I have a loop which goes upto 100000 and each time it finds the index of numbers matching a certain criteria.
x is an array of floats.
x = [0.1,0.3,-0.2, 0.4,0.0, 0.9,1.1]
for i = 1:n
cr = max(0.0, 0.2*sqrt(i) - 20)
ftt = findall(x .<= cr)
#I have other things here but they are not necessary
end
How can you avoid memory allocation by using findall in a loop?

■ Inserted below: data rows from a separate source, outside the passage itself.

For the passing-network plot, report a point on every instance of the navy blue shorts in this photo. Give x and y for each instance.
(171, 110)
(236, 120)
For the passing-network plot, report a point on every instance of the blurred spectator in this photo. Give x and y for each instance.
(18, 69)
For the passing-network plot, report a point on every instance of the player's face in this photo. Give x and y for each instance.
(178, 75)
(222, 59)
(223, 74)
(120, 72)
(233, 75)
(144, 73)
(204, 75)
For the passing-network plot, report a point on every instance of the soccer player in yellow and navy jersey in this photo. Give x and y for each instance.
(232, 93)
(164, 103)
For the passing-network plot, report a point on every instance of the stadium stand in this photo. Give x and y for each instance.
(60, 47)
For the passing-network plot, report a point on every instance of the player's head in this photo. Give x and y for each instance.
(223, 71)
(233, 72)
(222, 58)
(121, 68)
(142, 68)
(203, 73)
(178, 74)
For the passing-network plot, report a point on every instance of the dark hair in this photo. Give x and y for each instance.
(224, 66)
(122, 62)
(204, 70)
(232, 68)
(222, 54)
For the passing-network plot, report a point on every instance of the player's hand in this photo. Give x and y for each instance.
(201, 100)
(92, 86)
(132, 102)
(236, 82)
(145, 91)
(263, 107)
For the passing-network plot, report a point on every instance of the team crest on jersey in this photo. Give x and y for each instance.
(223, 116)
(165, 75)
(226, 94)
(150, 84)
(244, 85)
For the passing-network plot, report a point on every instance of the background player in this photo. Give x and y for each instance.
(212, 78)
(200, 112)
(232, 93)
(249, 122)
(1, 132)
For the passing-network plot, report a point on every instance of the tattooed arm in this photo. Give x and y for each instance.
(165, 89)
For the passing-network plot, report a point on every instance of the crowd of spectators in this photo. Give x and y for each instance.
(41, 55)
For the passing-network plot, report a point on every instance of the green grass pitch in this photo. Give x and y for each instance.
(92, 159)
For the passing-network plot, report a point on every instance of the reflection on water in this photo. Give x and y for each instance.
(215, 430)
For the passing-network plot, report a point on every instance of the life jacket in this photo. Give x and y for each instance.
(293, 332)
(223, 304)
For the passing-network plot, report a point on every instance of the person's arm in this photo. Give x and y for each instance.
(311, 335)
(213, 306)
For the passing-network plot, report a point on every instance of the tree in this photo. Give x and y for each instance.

Since findall returns a variable sized array of indices, the way you've written this inherently involves allocation: that array of indices has to be allocated. If you're going to do something for each index, however, then you could use a loop instead, e.g.:
x = [0.1,0.3,-0.2, 0.4,0.0, 0.9,1.1]
for i = 1:n
cr = max(0.0, 0.2*sqrt(i) - 20)
for (index, item) in enumerate(x)
item <= cr || continue
# do something with index, item
end
end
This doesn't allocate memory because it operates on each index and item, one at a time instead of returning them all at once.
The issue is that:
x .<= cr
creates a temporary boolean array the size of x.
To avoid that, you could use a comprehension (and enumerate() to yield the index along with the value):
[i for (i, x_i) in enumerate(x) if x_i <= cr]
or a generator (see @BogumiłKamiński comment):
(i for (i, x_i) in enumerate(x) if x_i <= cr)
depending on what you need to do with it afterwards.